I've been to funerals where old friends meet up and catch up, with a lot of laughter in between. Mebbe its cos the family tries to lighten up the atmosphere out of courtesy. Or perhaps for them, the worst has already passed, and the funeral always takes place during the window when they're more numb to their loss. But of all pple, Joseph Sim who hardly ever displays a weak moment (except, perhaps in DotA, where he can't really help it... hehz...), his grief was written all over his face, as well as over the faces of his two sisters. It was hard to watch him struggle to keep his emotions in check as he related to us what happened, and the sorrow he tried to mask were written all over his face. It was hard not to tear a little inside, seeing him struggle to come to terms with the loss, and struggle to get a grip on himself.
I guess as I left the wake, on my way back, it finally struck me that that was really how one grieves with those who grieves. To somehow at one level be able to feel one's loss as if it were one's own, and by doing so, be able to bridge the gap between one person and another, and stand side by side to each other.

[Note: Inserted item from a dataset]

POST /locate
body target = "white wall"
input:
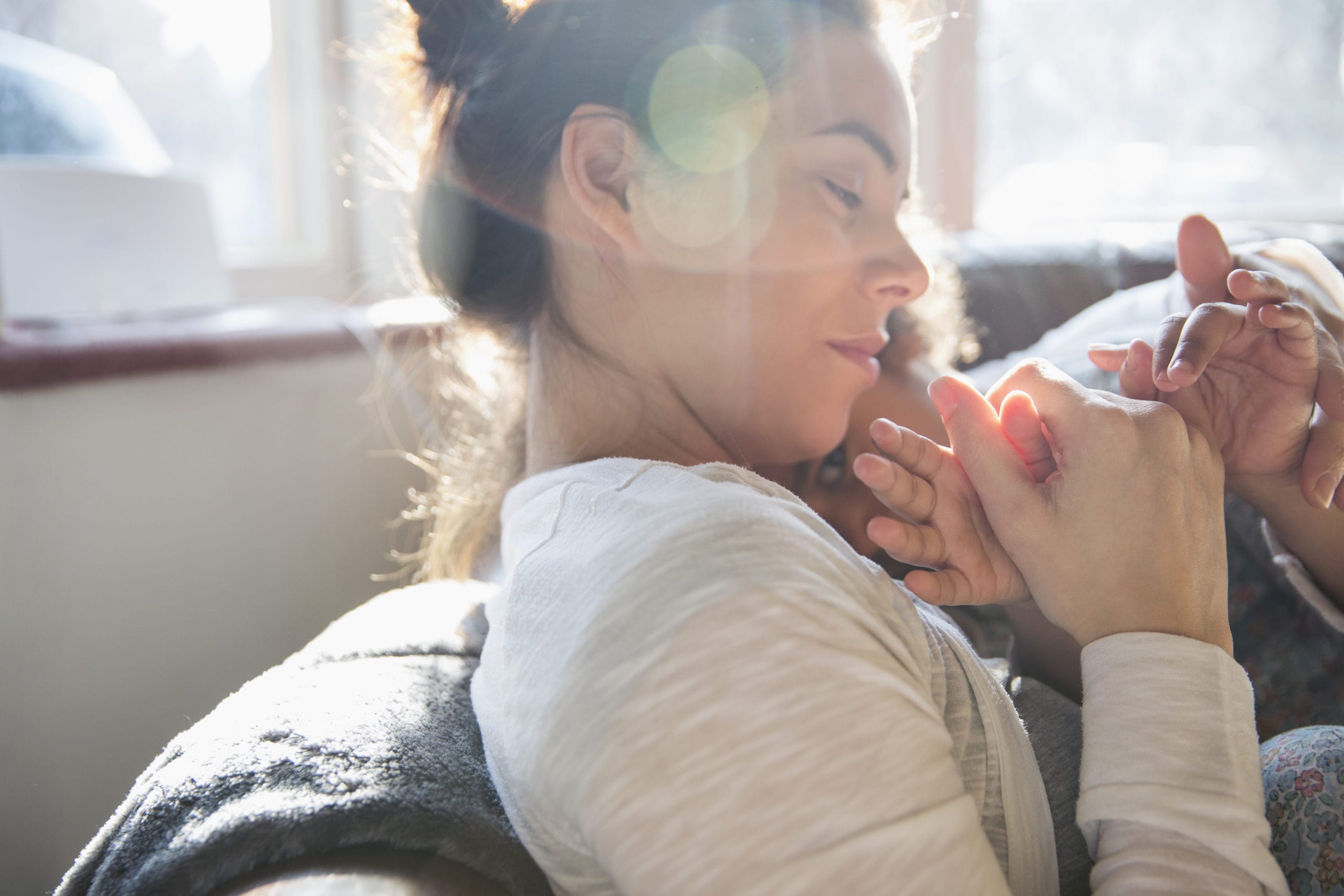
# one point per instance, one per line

Diana even tried calling me, after which she messaged to ask how I am. Was pretty sweet of her. Perhaps I've really been sounding a little too morose lately. Quite a few have asked. I always reply that it might just be my tiredness making me more sorry for myself than usual... and yes, I really do think so. I'm actually really alright in many ways. Yet on the other hand, with everything that's going around me, not even counting what's going on inside me... perhaps I really am right to withdraw and take time out to sort myself out. if I had maniacally gone on as I always did, this week would really have killed me. My time inside my shell now puts me in the right place to reach out to those around me.
Work's been pretty goos to me so far. Am having fun somehow, despipte the rather dry and repetitive task. Made a good fren, and we help each other stay awake and chat away our time. Too tired to say more abt the job already.
Another time perhaps.
I've been the king, I've been the clown. Now broken wings can't hold me down. I'm free again. The jester with the broken crown, it won't be me this time around to love in vain.